Continuously Changing Relay Node

Continuous Relays can be expensive, as they bypass the normal nature of ProtoFlux and force an evaluation every frame. Note while it may appear you need a continuous relay due to a display not updating, often times that problem is specific to the display and is not needed for the finalized ProtoFlux. Use of this node should be avoided wherever possible, but sometimes there's no way around it. If it does seem you need to use one, try removing it from your code and see if it still works without it.

Sequence Node

The Sequence node is not bad for performance, but its overuse can lead to poor coding practices. Chaining nodes prevents unexpected errors from propagating, and as Sequence will continue execution even on error it can lead to naive use putting your ProtoFlux into a bad state.

Sample Color node

Sample Color is an inherently expensive node to use as it works by rendering a small and narrow view. Best to use this sparingly. Performance cost can be reduced by limiting the range which must be rendered by using the NearClip and FarClip inputs.

Slot Count

Slot count and packed ProtoFlux nodes don't matter much performance-wise. Loading and saving do take a hit for complex setups but this hit is not eliminated by placing the ProtoFlux nodes on one slot. Resonite still has to load and save the exact same number of components.

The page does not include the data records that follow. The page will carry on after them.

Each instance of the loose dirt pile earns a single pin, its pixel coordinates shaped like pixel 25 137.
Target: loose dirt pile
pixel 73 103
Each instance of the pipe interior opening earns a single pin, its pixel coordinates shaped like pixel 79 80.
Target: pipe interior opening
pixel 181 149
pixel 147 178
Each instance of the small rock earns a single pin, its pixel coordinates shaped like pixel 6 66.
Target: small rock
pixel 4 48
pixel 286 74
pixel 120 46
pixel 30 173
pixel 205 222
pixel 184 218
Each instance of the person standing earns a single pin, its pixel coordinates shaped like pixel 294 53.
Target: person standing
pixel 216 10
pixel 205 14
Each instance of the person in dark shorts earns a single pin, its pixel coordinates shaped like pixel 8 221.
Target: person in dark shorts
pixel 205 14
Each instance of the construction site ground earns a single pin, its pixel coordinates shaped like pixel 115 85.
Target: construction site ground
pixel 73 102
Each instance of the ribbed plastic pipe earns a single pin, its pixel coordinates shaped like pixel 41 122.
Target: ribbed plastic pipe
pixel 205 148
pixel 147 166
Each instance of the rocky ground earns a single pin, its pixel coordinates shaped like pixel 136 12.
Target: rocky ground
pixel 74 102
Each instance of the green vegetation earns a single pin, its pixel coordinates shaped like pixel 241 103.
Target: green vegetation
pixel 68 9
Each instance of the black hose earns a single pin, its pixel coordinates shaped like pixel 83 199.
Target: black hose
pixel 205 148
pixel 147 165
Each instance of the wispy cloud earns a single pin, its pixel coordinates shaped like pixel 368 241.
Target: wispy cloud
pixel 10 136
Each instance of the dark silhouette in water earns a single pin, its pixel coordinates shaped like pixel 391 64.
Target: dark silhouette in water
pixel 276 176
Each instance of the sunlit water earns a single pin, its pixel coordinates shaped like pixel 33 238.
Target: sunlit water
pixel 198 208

Measuring ProtoFlux Performance

The runtime of a ProtoFlux Impulse chain can be measured using Utc Now and a single variable storing its value just before executing the measured code. Subtracting this value from the one evaluated just after the execution yields the duration it took to run. Take note that this does not measure indirect performance impacts like increased network load or physics updates!

Measuring the performance impact of ProtoFlux drives is not as straightforward. The most sensible approach would be to create an Impulse based measurement to measure the runtime of a simple Write node connected to same expression as the drive.

If you - for whatever reason - need to compute the execution time during Drive evaluation you could abuse the order of evaluations:


Profiling

If you're working on a new item that might be expensive, consider profiling it:

  • The Debug menu you can find in Home tab of the Dash has many helpful timings
  • SteamVR has a "Display Performance Graph" that can show GPU frametimes. This can also be shown in-headset from a toggle in the developer settings (toggle "Advanced Settings" on in the settings menu)
  • fpsVR is a paid SteamVR tool that gives a lot of information about CPU and GPU timings, vram/ram usage and other metrics that can be very useful when profiling inside of VR.